Nicolas ging vlak achter haar lopen. Over een paar treden moest het gebeuren, bij die met het loszittende tapijt. Hij telde de treden, van achter naar voor: vierentwintig, drieëntwintig, tweeëntwintig... In één beweging blokkeerde Nicolas met zijn voet en onderbeen haar pas en gaf haar een ferme duw in haar rug. Stanislawa viel voorover en belandde hard op haar hoofd. De klap was enorm. Nicolas hoorde haar nek kraken. Het bewusteloze - of misschien al wel dode lichaam - rolde de trap af, voor zijn gevoel steeds langzamer, tot ze helemaal beneden lag, op de antieke plavuizen.

Met een bonkend hart boog hij zich over zijn stiefmoeder heen. Er kwam bloed uit haar oren. Morsdood was ze. Of toch niet? Hij hoorde nog wat gepruttel. Voorzichtig stapte hij over haar heen om haar van alle kanten te bekijken, er vormde zich een kleine plas onder haar hoofd. Dieprood, vers bloed.
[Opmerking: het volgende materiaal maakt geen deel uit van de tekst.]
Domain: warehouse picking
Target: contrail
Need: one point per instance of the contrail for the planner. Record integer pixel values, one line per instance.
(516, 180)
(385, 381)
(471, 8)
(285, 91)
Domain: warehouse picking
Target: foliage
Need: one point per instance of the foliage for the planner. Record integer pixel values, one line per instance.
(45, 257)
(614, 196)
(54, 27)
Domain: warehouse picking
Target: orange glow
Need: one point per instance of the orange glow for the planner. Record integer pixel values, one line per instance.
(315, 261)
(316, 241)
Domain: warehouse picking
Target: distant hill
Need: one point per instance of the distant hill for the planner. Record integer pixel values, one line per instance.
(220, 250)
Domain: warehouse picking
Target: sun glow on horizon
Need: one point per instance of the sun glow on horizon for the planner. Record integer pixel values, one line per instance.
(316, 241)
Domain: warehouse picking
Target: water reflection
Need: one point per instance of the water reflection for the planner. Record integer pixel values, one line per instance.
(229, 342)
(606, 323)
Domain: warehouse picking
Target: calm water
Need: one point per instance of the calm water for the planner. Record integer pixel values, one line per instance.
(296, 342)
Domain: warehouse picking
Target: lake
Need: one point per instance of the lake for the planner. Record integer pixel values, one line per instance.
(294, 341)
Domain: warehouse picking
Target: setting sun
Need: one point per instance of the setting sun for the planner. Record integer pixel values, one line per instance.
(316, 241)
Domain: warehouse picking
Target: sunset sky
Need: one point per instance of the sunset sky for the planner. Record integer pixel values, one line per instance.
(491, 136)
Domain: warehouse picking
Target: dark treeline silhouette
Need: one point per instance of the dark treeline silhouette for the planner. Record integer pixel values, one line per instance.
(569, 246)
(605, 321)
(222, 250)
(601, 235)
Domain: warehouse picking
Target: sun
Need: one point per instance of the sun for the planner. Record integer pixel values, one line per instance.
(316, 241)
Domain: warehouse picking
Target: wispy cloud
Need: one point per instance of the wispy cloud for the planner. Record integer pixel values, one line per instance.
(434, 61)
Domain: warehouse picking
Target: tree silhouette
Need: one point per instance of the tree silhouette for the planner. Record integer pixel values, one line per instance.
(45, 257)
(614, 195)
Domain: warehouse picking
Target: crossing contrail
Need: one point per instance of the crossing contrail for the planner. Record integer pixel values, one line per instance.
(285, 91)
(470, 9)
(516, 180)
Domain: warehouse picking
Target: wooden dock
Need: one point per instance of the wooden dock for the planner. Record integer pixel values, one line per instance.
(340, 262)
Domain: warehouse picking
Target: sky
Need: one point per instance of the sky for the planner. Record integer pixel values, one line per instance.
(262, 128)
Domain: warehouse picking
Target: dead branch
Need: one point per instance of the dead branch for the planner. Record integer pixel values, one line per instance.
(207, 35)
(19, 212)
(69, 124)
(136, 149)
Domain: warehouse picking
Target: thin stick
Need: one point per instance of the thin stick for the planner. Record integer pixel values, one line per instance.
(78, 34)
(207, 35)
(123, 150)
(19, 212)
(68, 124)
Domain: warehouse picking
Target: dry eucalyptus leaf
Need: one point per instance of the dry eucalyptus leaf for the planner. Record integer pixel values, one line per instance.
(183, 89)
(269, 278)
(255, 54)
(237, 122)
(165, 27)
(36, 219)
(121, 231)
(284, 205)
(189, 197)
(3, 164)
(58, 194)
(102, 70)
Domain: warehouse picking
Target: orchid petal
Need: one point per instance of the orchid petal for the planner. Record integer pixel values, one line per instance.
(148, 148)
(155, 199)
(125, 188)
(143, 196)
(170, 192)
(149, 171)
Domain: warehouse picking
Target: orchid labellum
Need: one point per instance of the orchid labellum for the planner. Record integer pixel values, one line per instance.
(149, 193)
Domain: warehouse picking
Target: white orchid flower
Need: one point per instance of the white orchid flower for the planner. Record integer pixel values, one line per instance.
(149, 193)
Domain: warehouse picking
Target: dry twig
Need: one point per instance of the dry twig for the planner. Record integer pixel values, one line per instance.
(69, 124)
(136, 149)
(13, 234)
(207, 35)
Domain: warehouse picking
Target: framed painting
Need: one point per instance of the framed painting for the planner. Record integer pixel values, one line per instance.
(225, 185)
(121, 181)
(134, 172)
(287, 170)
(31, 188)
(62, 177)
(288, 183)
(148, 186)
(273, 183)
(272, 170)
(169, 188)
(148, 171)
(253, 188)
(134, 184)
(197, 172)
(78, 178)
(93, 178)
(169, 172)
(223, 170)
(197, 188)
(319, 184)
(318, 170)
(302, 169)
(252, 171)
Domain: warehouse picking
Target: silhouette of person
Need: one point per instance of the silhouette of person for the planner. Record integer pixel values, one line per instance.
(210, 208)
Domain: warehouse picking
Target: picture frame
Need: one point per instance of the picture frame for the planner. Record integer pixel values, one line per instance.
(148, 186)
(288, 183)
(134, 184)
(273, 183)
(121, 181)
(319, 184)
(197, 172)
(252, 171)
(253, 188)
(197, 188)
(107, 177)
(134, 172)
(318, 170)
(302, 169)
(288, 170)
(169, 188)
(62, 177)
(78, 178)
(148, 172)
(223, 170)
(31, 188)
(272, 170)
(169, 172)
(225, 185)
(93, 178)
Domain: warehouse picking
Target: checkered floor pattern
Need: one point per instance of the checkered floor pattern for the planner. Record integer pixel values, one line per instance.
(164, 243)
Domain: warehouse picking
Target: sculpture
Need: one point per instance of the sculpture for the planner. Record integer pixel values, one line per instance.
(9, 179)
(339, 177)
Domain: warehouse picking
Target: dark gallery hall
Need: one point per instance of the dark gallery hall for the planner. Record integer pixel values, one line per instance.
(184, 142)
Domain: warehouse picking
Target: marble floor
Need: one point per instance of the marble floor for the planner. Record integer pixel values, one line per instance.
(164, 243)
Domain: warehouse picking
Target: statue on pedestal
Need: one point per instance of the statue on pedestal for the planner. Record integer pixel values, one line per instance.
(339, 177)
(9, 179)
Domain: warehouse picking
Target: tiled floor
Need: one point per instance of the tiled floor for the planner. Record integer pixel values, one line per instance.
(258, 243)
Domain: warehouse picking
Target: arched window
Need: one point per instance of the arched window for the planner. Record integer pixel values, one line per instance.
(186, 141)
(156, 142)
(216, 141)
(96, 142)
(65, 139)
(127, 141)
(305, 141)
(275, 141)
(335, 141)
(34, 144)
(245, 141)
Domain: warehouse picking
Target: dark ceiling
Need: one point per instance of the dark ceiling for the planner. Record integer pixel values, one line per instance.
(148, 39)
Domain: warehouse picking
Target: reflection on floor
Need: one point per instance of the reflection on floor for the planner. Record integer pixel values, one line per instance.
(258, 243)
'Heb je nu je zin?' Nicolas verhief zijn stem. 'Ik praat tegen je, teef! Heb je nu je zin?' Zo'n toon had hij nooit tegen haar durven aanslaan. 'Had je niet gedacht, hè, dat die kleine, bange Nicolas je nog eens te grazen zou nemen? Waarom kon je niet gewoon van me houden? Waarom niet? Ik was een kind. Een jongetje dat zijn echte moeder miste, maar dat door jou nooit een brief van haar kreeg. Ik had jou toch ook niet uitgezocht? Een vals kreng was je. Vals en onvruchtbaar. Ik haat je, Stalin, al sinds die keer dat je me in het donker hebt opgesloten in de provisiekast. Waarom mocht ik niet gelukkig zijn? Omdat je zelf nooit een kind hebt gekregen?'

Met de neus van zijn schoen schopte hij zachtjes tegen haar bovenbeen. Ze reageerde niet. 'Hoe ik dat weet? Die ouwe schreef het me vlak voor zijn dood. Dat je zo verrekte vals bent geworden omdat je kinderwens nooit is vervuld. Maar die vent van je was zo potent als wat, Stalin. Hij kreeg nog een zoon toen hij al ver over de zeventig was. Dat wist je niet, hè? Tobias is zijn kind. Ja, je hoort het goed. Die ouwe heeft het al die tijd geweten. Hij neukte met mijn vrouw, met Isabel. Hij neukte de vrouw van zijn eigen zoon!'

Hij hoopte dat ze hem nog kon horen, dat haar ziel nog in de buurt was. Misschien zweefde ze nu wel onder de kroonluchter en zag ze zichzelf daar liggen. Ze begon nu ook te ruiken. Nicolas werd misselijk van de metalige geur en wendde zijn hoofd af. Hij pakte de schep en de bezem die in de hal stonden en maakte buiten de stoep sneeuwvrij tot aan zijn auto. Daarna zette hij de spullen terug op hun plek en deed de deur achter zich dicht. Met gedoofde lichten reed hij de straat uit. In de verte kwam madame Bodin, de buurvrouw, aanstiefelen met haar hondje. Ze zag hem niet.